I, 1. The Beauty of several brute Animals. 2. The goodly Stateliness of the Horse. 3. That the Beauty of Animals argues their Creation from an Intellectual Principle. 4. The difference of Sexes a Demonstration of Providence. 5. That this difference is not by Chance. 6. An Objection answered concerning the Eele. 7. Another answered, taken from the consideration of the same careful provision of difference of Sexes in viler Animals. 8. Of Fishes and Birds being Oviparous. 9. Of Birds building their Nests and hatching their Eggs. 10. An Objection answered concerning the Ostrich. 11. That the Homogeneity of that Crystalline liquor which is the immediate Matter of the generation of Animals implies a Substance Immaterial or Incorporeal in Animals thus generated. 12. An Answer to an Elusion of the foregoing Argument.

1. I return now to what I proposed first, the Beauty of living Creatures: which though the course-spirited Atheist will not take notice of, as relishing nothing but what is subservient to his Tyranny or Lust; yet I think it undeniable but that there is comely Symmetry and Beautifulness in sundry living Creatures, a tolerable Proportion of parts in all. For neither are all men and women exquisitely handsome, indeed very few, that they that are may raise the greater admiration in the minds of men, and quicken their natural abilities to brave adventures either of Valour or Poetry: But as for the brute Creatures, though some of them be of an hateful aspect, as the Toad, the Swine, and the Rat; yet these are but like Discords in Musick, to make the succeeding chord goe off more pleasantly; as indeed most of those momentany Inconveniences that the life of Man ever and anon meets withall, they do put but a greater edge and vigour upon his Enjoyments.

2. But it is not hard to find very many Creatures that are either καλὰ χρήματα, or ἀστεῖα, as the Philosopher distinguishes, that are either very goodly things and beautiful, or at least elegant and pretty; as most of your Birds are. But for Stateliness & Majestie, what is comparable to a Horse? whether you look upon him single, with his Mane and his Tail waving in the wind, and hear him coursing and neighing in the pastures; or whether you see him with some gallant Heros on his back, performing gracefully his usefull postures, and practising his exploits of War; who can withhold from concluding that a Providence brought these two together, that are fitted so well to each other, that they seem but one compleat Spectacle of Nature? which imposed upon the rude people near Thessaly, and gave the occasion of the fabulous Centaurs, as if they had been one living Creature made up of Horse and Man.

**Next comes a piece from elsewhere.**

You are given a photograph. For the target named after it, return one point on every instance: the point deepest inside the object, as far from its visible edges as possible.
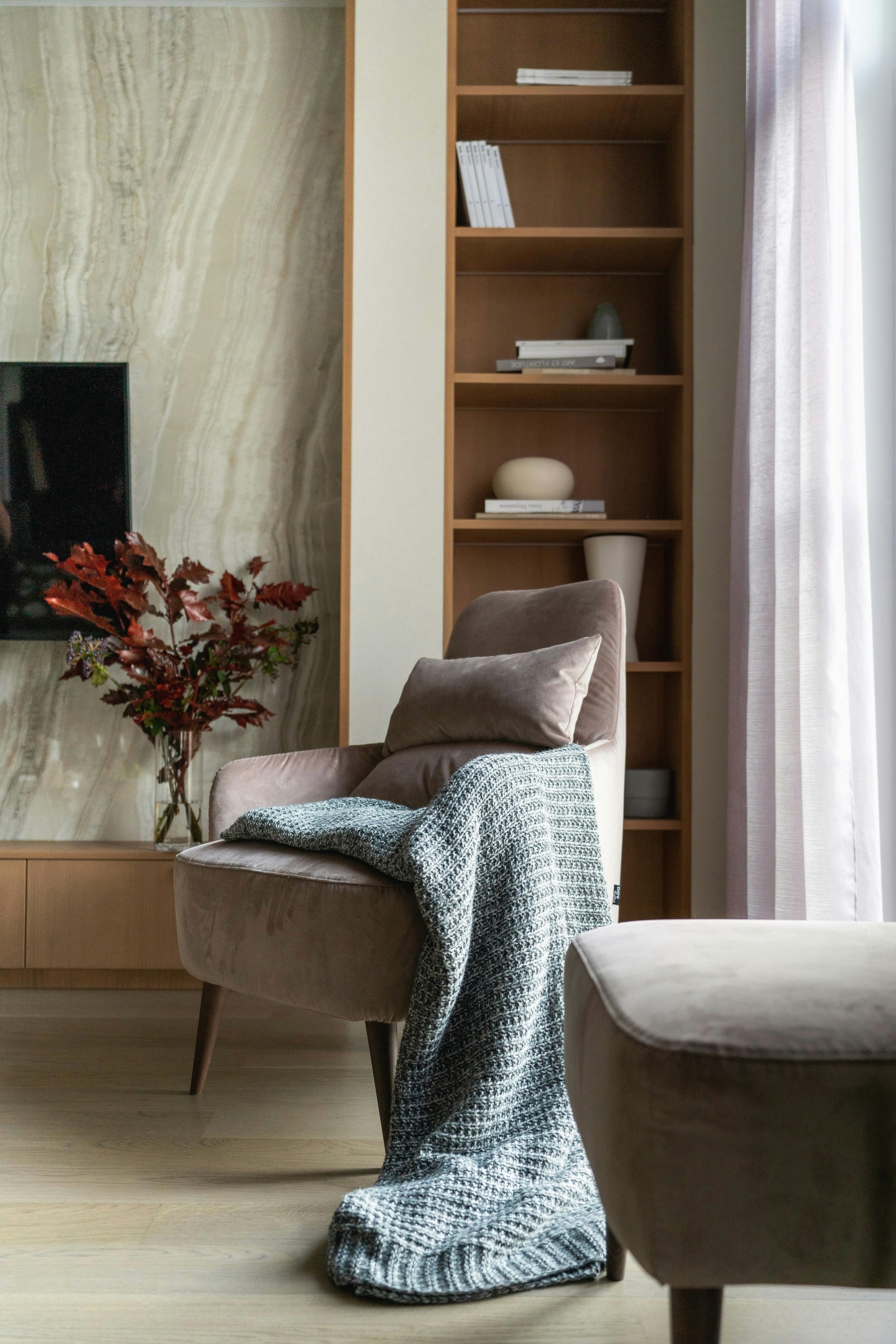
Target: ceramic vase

3. That which I drive at is this, There being that Goodliness in the bodies of Animals, as in the Ox, Grey-hound and Stag; or that Majestie and Stateliness, as in the Lion, the Horse, the Eagle and Cock; or that grave Awfulness, as in your best breed of Mastiffs; or Elegancy and Prettiness, as in your lesser Dogs, and most sorts of Birds; all which are several Modes of Beauty, and Beauty being an intellectual Object, as Symmetry and Proportion is (which I proved sufficiently in what I spake concerning the Beauty of Plants:) That which naturally follows from all this is, That the Author or Original of these Creatures which are deemed beautiful, must himself be Intellectual, he having contrived so grateful Objects to the Mind or Intellect of Man.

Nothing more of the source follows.